On the constructive entrance, Sun Pharma gained 2.7 per cent put up its Q2 outcomes. ITC, Bajaj Finserv, Reliance and SBI completed with modest good points.

In the broader market, the BSE MidCap index declined in tandem with the benchmark and was down 0.4 per cent. The SmallCap index, nonetheless, was down merely 0.1 per cent.

Among sectors, the BSE Metal index shed 1.5 per cent. IT and Power indices have been the opposite main losers, whereas the Realty index jumped 1.5 per cent.

Dr. V Okay Vijayakumar, Chief Investment Strategist at Geojit Financial Services, stated: “With the ground war in Gaza intensifying, the uncertainty surrounding the West Asian crisis is at its peak.

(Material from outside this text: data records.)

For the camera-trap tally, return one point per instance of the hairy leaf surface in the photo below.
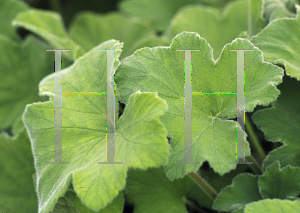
(280, 43)
(23, 66)
(161, 70)
(281, 123)
(17, 192)
(140, 138)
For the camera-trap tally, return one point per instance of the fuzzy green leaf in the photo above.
(140, 138)
(274, 206)
(243, 190)
(280, 183)
(161, 70)
(8, 11)
(17, 192)
(275, 9)
(90, 29)
(217, 27)
(281, 123)
(162, 194)
(22, 68)
(49, 26)
(281, 46)
(71, 203)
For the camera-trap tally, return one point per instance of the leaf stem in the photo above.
(254, 138)
(55, 5)
(203, 184)
(255, 167)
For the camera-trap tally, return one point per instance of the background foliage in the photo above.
(148, 76)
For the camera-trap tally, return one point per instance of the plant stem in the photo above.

Now we don’t know how and when this war will end and what the consequences will be. Therefore, investors should continue with a cautious strategy.”

“It is important to understand that equity markets globally are being impacted more by the spike in US bond yields rather than the Israel-Hamas conflict. The US 10-year bond yield above 4.9% will continue to be a major headwind for stock markets, particularly for those in emerging markets. Sustained selling by FIIs is likely to continue weighing on markets. The crash in Brent crude to $85 is a big positive for India. Aviation, paints and tyre stocks will respond positively to this news,” Vijaykumar stated.

“Investors may watch the trends in high quality large caps like Maruti, ICICI Bank, HDFC Bank, RIL, ITC and L&T, which have come out with good Q2 results. These companies have good earnings visibility and, therefore, will witness substantial institutional buying when normalcy returns,” he added.